BNX2 DKMS Ganglia
Found that the existing bnx2 network driver was the cause of the large spikes in the ganglia network plots. It intermittently puts bad data into /proc/net/dev. This gets feed through the ganglia system and recorded in to rrd databases as rates at about 3e17. Newest ganglia (trunk version on there SVN server) has a check for unreasonably large network rates. The ganglia developers also pointed out that the bnx2 network driver was the source of the trouble. This led us to upgrade to latest bnx2 drive version 1.7.1c.
Also for 3.0.8, I would like to drop in the trunk version of libmetrics/linux/metrics.c.
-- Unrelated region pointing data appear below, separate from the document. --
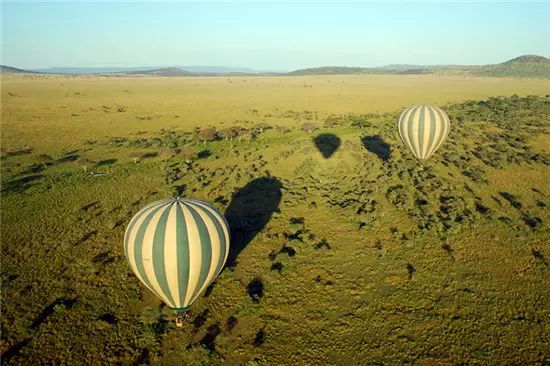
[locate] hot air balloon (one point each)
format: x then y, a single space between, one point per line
177 247
423 128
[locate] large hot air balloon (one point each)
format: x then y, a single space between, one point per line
177 247
423 128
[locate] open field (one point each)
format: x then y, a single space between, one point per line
70 110
345 250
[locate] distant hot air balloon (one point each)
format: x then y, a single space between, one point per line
423 128
177 247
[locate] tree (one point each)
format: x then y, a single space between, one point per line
283 129
360 123
189 154
208 134
44 160
84 163
261 127
135 156
309 127
331 122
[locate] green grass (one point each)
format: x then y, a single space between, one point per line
380 261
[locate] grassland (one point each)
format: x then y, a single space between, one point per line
346 250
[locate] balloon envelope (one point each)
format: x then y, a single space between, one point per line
423 128
177 247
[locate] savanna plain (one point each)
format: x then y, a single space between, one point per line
345 250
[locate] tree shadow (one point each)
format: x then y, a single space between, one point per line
327 144
249 212
376 145
68 158
106 162
21 184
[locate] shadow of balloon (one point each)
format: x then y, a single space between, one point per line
376 145
249 212
327 144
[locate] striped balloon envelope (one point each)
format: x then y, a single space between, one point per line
423 128
177 247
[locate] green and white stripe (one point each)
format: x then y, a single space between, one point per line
177 247
423 128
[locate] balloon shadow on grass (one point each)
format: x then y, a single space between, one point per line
249 212
376 145
327 144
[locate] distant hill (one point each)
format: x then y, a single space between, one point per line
523 66
14 70
330 70
166 71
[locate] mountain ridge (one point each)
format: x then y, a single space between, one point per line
521 66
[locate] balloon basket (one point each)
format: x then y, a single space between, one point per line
181 317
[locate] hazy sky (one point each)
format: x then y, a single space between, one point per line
269 36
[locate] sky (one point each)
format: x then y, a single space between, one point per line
270 36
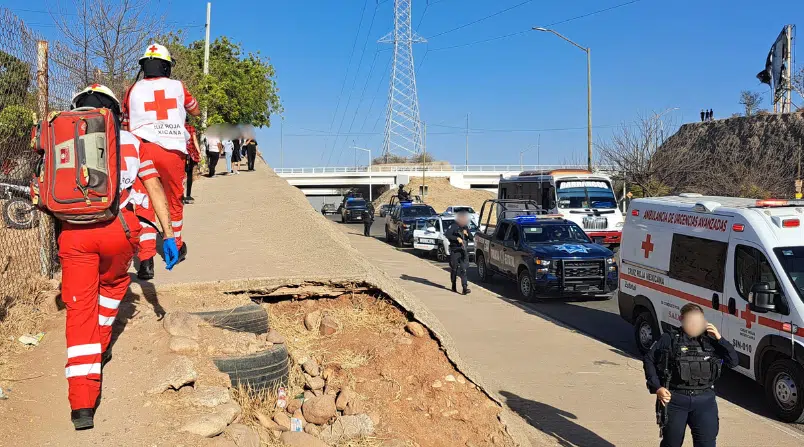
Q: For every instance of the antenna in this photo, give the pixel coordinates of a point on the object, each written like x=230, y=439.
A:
x=403, y=127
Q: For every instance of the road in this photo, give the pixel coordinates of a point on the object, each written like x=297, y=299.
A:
x=601, y=320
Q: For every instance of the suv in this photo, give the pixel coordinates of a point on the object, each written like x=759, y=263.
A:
x=353, y=210
x=547, y=255
x=400, y=222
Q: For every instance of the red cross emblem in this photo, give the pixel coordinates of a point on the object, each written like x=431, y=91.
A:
x=161, y=105
x=647, y=246
x=748, y=316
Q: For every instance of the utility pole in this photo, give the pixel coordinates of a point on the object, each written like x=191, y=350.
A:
x=206, y=60
x=467, y=142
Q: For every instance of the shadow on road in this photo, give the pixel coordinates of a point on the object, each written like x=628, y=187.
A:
x=554, y=422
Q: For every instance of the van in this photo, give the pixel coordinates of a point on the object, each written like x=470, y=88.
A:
x=742, y=261
x=582, y=197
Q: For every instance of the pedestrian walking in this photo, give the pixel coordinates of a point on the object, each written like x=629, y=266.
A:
x=193, y=157
x=681, y=369
x=95, y=257
x=459, y=235
x=155, y=110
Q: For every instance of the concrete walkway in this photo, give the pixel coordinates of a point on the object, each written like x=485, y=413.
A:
x=565, y=384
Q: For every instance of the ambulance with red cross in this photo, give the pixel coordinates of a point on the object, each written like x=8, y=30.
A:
x=742, y=261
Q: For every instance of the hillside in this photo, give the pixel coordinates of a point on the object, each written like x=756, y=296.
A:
x=756, y=156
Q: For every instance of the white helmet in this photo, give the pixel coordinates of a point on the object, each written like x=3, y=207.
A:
x=92, y=90
x=156, y=51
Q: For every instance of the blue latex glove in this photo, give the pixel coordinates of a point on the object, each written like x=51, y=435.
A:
x=171, y=252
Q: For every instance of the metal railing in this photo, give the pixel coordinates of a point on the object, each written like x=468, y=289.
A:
x=434, y=168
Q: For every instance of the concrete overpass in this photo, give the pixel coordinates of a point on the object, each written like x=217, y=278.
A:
x=331, y=181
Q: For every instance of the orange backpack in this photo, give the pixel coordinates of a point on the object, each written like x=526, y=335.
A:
x=78, y=177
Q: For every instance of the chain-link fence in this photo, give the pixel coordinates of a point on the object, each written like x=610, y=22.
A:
x=29, y=89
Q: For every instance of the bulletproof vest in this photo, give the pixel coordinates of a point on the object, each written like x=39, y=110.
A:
x=694, y=365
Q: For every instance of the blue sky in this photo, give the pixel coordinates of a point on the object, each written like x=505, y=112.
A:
x=647, y=56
It [will soon] contain a fix for a nasty overflow problem in some Braodcom NICs (BCM5708,
bnx2 driver) that leads to spurious petabyte spikes in the network metrics. The problem is
fixed in later driver releases, but is present in some popular "enterprise" distros like
RHEL4. The risk is minimal and I am running it for more than a week, but it is definitely
not for 3.0.7.
email: k n o b i AT knobisoft DOT de
Shawn put together an RPM of the bnx2 installer from the dkms system. Installed on all systems with this script:
bash-3.00# cat /home/install/site-tools/tmp/install-dkms-bnx2.sh
# Install dkms rpm, bnx2 rpm for dkms and restart to load module
rpm -U /home/install/contrib/4.3/x86_64/RPMS/dkms-2.0.17-1.el4.noarch.rpm
rpm -U /home/install/contrib/4.3/x86_64/RPMS/bnx2-1.7.1c-1dkms.noarch.rpm
service network stop
service network start
ethtool -i eth0
echo $0 done
Found that ganglia monitoring completely stopped for some groups. Restarted gmond on group pole machines and also gmetad.
It would be possible to go through the rrd databases and remove these spikes, however, especially on the averaged plots, a large fraction (50%) of the datapoints are effected and unrecoverable.
Fixed a couple nodes that were missed at MSU.
- 06 May 2008